Bedenken, denen sich die Union mit ihrer Klage vor dem Verfassungsgericht anschloss. "Hätte Christian Lindner auf uns gehört [und] vor einem Jahr die Notlage ausgerufen, wäre das alles nicht passiert", macht Bayerns Finanzminister Albert Füracker im BR24-Interview deutlich. Den geplanten Nachtragshaushalt fürs laufende Jahr nennt der CSU-Politiker einen "Versuch zu retten, was hoffentlich noch zu retten ist".
Ampel will Haushalt 2023 reparieren
Tatsächlich will die Ampel mit dem Nachtragshaushalt, den sie an diesem Freitag in den Bundestag einbringt, den Etat für 2023 verfassungsfest machen.

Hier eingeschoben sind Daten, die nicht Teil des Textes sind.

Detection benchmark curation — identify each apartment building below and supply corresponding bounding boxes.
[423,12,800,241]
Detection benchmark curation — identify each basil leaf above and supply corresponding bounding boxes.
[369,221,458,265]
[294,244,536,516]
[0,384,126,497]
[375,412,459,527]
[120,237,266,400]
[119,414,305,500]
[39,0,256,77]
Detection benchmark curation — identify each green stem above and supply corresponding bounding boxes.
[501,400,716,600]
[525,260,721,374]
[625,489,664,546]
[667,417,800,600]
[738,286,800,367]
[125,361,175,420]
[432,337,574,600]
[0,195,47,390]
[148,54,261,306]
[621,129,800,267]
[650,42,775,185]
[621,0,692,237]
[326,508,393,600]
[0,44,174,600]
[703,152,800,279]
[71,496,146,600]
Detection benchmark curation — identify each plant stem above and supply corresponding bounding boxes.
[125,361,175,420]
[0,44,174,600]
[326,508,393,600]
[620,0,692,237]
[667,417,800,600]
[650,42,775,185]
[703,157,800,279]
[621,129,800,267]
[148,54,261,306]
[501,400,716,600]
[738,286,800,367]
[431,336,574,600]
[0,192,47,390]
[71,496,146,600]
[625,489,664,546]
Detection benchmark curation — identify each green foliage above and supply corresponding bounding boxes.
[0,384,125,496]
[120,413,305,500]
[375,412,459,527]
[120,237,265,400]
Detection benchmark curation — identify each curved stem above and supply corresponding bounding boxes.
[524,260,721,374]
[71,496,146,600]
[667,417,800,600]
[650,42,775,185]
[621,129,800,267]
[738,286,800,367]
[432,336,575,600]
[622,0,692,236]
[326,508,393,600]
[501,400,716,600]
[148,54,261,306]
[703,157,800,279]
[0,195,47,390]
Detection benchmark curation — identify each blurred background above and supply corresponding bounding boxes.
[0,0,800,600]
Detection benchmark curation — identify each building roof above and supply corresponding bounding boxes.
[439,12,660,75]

Dazu gehört, dass die Schuldenbremse für dieses Jahr doch noch ausgesetzt wird. Das dürfte nach dem Karlsruher Urteil nötig sein, weil sich daraus grundsätzliche Konsequenzen für den Umgang mit schuldenfinanzierten Nebenhaushalten ergeben. Einer dieser Schuldentöpfe ist der Wirtschaftsstabilisierungsfonds (WSF), aus dem bisher die Strom- und Gaspreisbremse bezahlt wurde. Rund 43 Milliarden Euro sind in diesem Jahr aus dem WSF geflossen. Geld, das im Lichte des Urteils eigentlich nicht zur Verfügung stand. Diese Milliarden will die Ampel jetzt im regulären Haushalt verbuchen, sodass hier die Neuverschuldung in die Höhe schnellt und die Kreditobergrenze des Grundgesetzes reißt.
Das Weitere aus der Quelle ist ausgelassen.